Mosaic of Life
Some time ago, I did a mosaic workshop – my first. I went with a few possible designs, picked one, hoping perhaps to come home with a trivet. Our tutor was excellent but I still didn’t expect it to be easy. It wasn’t but while it wasn’t killingly hard, it was a challenge. As I went on, I realised that doing mosaics is a pretty good metaphor for much of life.
We start with a good design but as we choose and cut the tiles to fit, we find ourselves hedged by the limitations of the materials. Tiles are shifted around as we try to capture the sense of the picture and maintain a sense of flow. While fingers can be caught in the cutters or cut on the sharp edges of the tiles, the most deflating part is that in looking too closely at the work one loses the idea of picture as a whole. This makes one too critical which then deflates enthusiasm, leading to a sense of defeat and the temptation to give up. The trick to mosaics is, while giving care to the detail, to let the sense of the whole picture determine the work.

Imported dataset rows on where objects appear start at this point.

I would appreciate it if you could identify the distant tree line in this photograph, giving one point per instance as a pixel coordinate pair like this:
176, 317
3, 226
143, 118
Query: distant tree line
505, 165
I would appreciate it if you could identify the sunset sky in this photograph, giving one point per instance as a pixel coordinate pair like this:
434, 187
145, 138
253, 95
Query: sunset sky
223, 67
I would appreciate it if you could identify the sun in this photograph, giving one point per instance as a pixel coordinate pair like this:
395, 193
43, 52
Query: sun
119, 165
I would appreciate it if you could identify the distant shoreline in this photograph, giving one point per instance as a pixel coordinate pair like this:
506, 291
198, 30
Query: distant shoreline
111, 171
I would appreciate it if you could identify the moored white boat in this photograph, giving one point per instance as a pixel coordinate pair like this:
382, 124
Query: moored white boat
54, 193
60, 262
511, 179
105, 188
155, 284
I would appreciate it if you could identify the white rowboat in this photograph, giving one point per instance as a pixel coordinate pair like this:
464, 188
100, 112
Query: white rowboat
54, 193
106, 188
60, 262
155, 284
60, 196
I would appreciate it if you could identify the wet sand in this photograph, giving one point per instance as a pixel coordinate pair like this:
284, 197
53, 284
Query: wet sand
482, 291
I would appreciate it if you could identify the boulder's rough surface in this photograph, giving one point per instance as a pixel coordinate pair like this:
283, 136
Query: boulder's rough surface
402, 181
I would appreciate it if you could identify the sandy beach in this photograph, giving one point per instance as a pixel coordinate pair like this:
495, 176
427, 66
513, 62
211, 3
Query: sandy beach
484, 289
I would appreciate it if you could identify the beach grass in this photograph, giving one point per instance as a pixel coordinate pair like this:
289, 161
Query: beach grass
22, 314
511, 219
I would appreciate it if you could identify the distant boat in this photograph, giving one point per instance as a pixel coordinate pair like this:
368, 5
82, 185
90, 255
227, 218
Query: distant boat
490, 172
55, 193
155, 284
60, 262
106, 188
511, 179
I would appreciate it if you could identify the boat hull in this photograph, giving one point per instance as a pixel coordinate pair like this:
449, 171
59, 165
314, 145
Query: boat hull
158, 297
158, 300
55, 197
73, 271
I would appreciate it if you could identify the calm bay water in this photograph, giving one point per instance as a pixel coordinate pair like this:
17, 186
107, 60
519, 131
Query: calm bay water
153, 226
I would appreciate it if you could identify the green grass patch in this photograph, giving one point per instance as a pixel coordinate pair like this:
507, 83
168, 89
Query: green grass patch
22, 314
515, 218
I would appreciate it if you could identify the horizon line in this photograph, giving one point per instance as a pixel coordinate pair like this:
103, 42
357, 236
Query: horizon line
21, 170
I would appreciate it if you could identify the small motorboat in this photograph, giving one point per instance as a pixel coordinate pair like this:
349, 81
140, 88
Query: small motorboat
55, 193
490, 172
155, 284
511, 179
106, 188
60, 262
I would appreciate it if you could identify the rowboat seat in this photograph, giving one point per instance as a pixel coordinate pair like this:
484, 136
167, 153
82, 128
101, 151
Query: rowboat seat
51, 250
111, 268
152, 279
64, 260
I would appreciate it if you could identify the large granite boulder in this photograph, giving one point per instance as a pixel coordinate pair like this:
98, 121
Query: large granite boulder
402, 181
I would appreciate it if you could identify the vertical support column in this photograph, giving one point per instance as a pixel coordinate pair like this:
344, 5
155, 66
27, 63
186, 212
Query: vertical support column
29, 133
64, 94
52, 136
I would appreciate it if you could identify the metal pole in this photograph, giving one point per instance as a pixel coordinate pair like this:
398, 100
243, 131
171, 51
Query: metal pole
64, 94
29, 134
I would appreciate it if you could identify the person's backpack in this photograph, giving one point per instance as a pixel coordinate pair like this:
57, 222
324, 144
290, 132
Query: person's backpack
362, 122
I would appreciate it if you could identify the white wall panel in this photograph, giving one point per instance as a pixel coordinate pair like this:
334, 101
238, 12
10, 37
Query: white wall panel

As we live our lives, we can become so swamped by its daily demands and duties that we can feel that we have lost the plot. When things get tough, this is the time when we most need to step back and try to see things in the big picture, and the biggest and best picture is the way God looks at our life, that is with love. In the light of that love, we can start to see the design that is being drawn in our lives and we will discover that mess and muddle is often the place of God’s best, creative design.
Loving God, give me a glimpse now and then of the big picture you are drawing in my life and let it give me the confidence to lovingly face my daily challenges. I ask this in Jesus’ name, confident that you will hear me.